# Kennecott Bingham Canyon Mine

**Type:** work
**Status:** Draft
**Confidence:** High
**Focus:** mining, copper, mass-mining, industrial engineering, extractive industry
**Era:** 1906–present
**Location:** Bingham Canyon (Copperton), UT
**Updated:** 2026-06-25
**Pull:** *The largest open-pit mine ever excavated proved that low-grade porphyry copper could be mass-mined at world scale, supplying a significant fraction of U.S. copper demand through two World Wars and beyond.*
**Relates:** cites [Kennecott Utah Copper — History](kennecott-utah-copper-history.md)

## Summary

The Bingham Canyon Mine is the largest open-pit copper mine in the world by volume excavated — roughly 1.2 km deep and 4 km wide, visible from space. Operated by Kennecott Utah Copper (a subsidiary of Rio Tinto), it has produced more copper than any other mine in history: over 19 million tons since large-scale open-pit operations began in 1906. Gold, silver, and molybdenum are significant byproducts. The pit itself is designated a National Historic Landmark — the only mine so honored.

Mining engineer Daniel Jackling pioneered the mass-mining approach at Bingham Canyon starting in 1904. He recognized that the low-grade porphyry ore (roughly 0.3–0.5% copper) was uneconomic unless processed in enormous volumes cheaply, and introduced drill-blast-haul techniques at a scale the industry had not previously seen. His methods were exported to mines worldwide and became the foundation of modern large-scale open-pit mining.

The mine continues to operate today. Rio Tinto has invested in extending its life to 2032 and beyond. A 2013 landslide — one of the largest non-volcanic landslides in recorded history — destroyed much of the infrastructure but operations resumed, producing a notable case study in mine recovery engineering.

## Impact

Copper is foundational infrastructure: electrical wiring, plumbing, motors, and now EV powertrains and grid cables. Bingham Canyon's scale drove down copper prices in the early twentieth century and supplied a significant fraction of U.S. copper demand through both World Wars and into the postwar industrial expansion. The open-pit mass-mining template developed here became the standard approach for large copper, gold, and iron mines globally — the same techniques now dominate the industry worldwide.

## What Was Created

Jackling and his colleagues developed and industrialized mass-mining: drill-blast-haul at scale, concentrator technology capable of handling low-grade ore, and the logistics to move millions of tons of rock economically. The technical achievement was not just building a larger mine but proving that ore too dilute for conventional methods could support enormous industrial throughput.
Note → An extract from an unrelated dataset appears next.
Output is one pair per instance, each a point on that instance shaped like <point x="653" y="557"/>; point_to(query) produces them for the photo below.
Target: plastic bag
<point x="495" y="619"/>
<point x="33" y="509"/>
The National Historic Landmark designation reflects this global influence on mining practice, not merely regional historical significance.

## Utah Context

The mine sits in a canyon in the Oquirrh Mountains 25 miles southwest of Salt Lake City. Utah's mineral wealth anchored Bingham Canyon's long operation, and the mine's economic relationship with the Wasatch Front shaped the region's industrial character throughout the twentieth century. The site's environmental footprint — tailings ponds, groundwater contamination, air quality concerns — has been a persistent presence in Utah's environmental history and continues to generate remediation costs.

## Evidence

- [Kennecott Utah Copper — History](https://www.kennecott.com/history) — [source record](kennecott-utah-copper-history.md)
- [USGS: Bingham Canyon Mine fact sheet](https://pubs.usgs.gov)
- Hyde, *Copper for America* (1998) — industry history

## Open Questions

- Precise production tonnage figures for the WWII contribution would strengthen the wartime impact claim.
- The 2013 landslide recovery timeline and lessons learned merit a separate source record if this page expands.
- Environmental remediation scope and cost are worth documenting more precisely.